I do not favor an approach whereby a person’s age is determined on an ad hoc basis in light of the supposed policies underlying the particular principles presented by each case. A consistent rule for determining age inescapably is much to be preferred, and I believe that consistency would best be served by applying the common law rule that has been virtually unchallenged since at least 1663.4 Accordingly, I am unable to concur in the manner of my colleagues’ disposition of this appeal.

. This, of course, is predicated on the time-honored common law rule which does not recognize fractions of days.
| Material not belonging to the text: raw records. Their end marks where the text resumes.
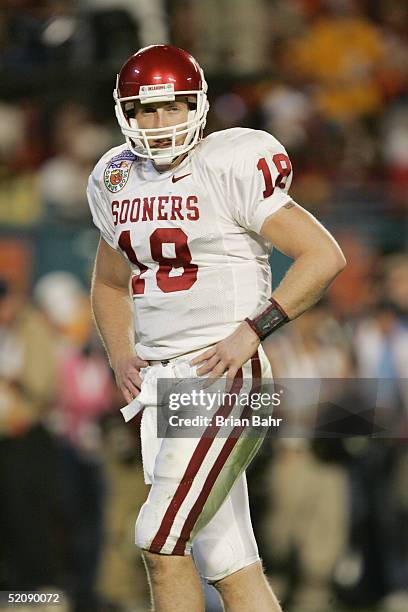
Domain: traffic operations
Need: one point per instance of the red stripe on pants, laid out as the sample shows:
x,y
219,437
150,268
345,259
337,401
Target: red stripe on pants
x,y
217,467
195,462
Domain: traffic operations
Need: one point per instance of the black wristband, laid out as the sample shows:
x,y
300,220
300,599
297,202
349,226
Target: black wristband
x,y
269,320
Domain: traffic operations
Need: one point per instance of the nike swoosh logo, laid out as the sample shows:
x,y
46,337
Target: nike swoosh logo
x,y
174,179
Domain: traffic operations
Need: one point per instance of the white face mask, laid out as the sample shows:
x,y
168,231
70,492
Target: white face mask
x,y
140,140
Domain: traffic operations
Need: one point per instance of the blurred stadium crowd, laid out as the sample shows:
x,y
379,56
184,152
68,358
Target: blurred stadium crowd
x,y
329,78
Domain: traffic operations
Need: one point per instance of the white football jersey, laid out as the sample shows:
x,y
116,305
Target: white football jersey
x,y
191,235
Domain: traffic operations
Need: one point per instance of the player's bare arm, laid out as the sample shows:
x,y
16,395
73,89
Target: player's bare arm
x,y
318,259
112,309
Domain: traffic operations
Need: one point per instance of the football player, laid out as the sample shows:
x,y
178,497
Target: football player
x,y
188,223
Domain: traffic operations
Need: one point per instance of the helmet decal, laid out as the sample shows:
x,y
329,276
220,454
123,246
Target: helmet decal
x,y
160,73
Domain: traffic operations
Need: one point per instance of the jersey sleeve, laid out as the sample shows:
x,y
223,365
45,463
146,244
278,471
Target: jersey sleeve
x,y
100,210
261,175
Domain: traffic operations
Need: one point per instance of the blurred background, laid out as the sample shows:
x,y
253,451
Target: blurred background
x,y
329,79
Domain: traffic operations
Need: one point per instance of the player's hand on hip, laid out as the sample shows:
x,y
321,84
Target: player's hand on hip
x,y
127,373
227,356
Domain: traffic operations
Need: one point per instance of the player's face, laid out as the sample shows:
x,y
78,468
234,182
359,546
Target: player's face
x,y
162,115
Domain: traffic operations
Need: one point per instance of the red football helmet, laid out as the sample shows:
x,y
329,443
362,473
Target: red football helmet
x,y
159,73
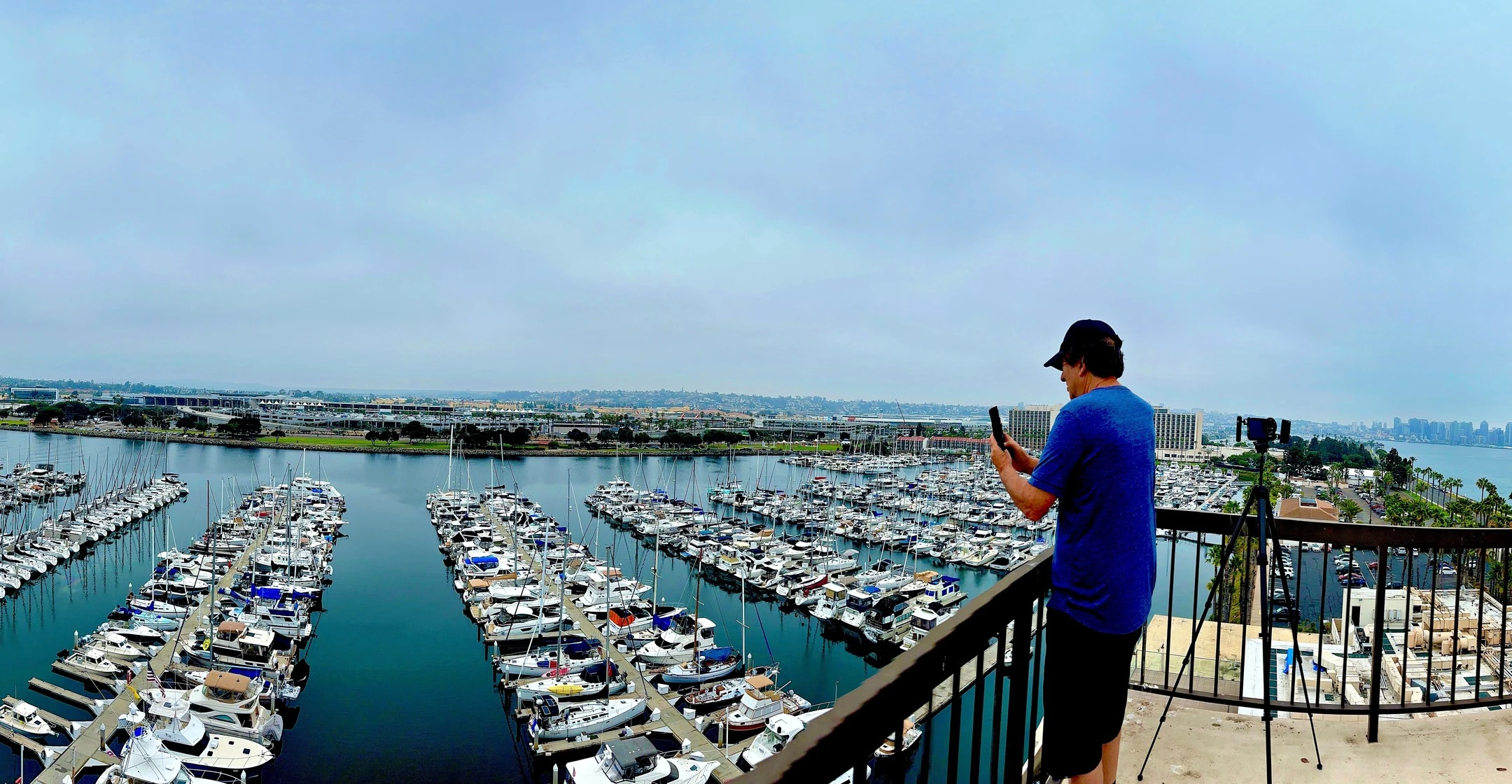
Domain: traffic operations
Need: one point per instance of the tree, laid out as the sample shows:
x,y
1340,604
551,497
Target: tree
x,y
414,431
73,412
723,437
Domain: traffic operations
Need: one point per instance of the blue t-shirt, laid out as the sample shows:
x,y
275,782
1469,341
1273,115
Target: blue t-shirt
x,y
1100,461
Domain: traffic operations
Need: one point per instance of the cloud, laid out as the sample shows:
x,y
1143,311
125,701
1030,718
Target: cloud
x,y
1282,212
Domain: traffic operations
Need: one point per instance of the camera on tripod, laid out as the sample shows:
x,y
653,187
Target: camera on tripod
x,y
1261,431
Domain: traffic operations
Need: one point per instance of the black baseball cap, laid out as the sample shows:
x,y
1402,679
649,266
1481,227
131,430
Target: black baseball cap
x,y
1083,331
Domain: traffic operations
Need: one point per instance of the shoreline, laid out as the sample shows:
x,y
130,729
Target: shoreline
x,y
508,454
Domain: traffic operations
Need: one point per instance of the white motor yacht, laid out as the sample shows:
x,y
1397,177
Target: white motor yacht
x,y
636,760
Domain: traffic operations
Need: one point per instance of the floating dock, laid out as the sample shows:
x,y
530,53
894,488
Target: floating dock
x,y
67,695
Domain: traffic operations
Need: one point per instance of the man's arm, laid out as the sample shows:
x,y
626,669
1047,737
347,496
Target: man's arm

The majority does not challenge that rule in reaching its decision.

. Blackstone concluded a discussion of attaining various ages and the consequences thereof as follows:
So that full age in male or female is twenty-one years, which age is completed on the day preceding the anniversary of a person’s birth (q)(12), who till that time is an infant and so styled in law .
(12) If he is bom on the 16th of February, 1608, he is of age to do any legal act on the morning of the 15th of February 1629, though he may not have lived twenty-one years by nearly forty-eight hours: the reason assigned is, that in law there is no fraction of a day; and if the birth were on the last second of the preceding day twenty-one years after, then twenty-one years would be complete and in law it is the same whether a thing is done upon one moment of the day or on another. [1 W. Blackstone, Commentaries * 463 (citations omitted).]

. The majority bases its ruling on the humanitarian and rehabilitative purposes behind §§ 11-1101(13) and 16-2301(3) of the D.C. Code. Implicit in such an analysis is the dubious assumption that there is some rational distinction between a person’s capacity to be rehabilitated on the day before the anniversary of his 18th birthday and his capacity a day later.

. Prior to the time the opinions in this case were sent to the printer, we were unaware of the August 1979 decision of the Minnesota Supreme Court by which that court appears to have ruled contrary to the great weight of authority in this country and reached the same result as the majority does here. The majority added a reference to that case in its footnote 6. The Minnesota ruling does not alter my views; like the majority, I simply add this footnote to this opinion rather than otherwise revising its content.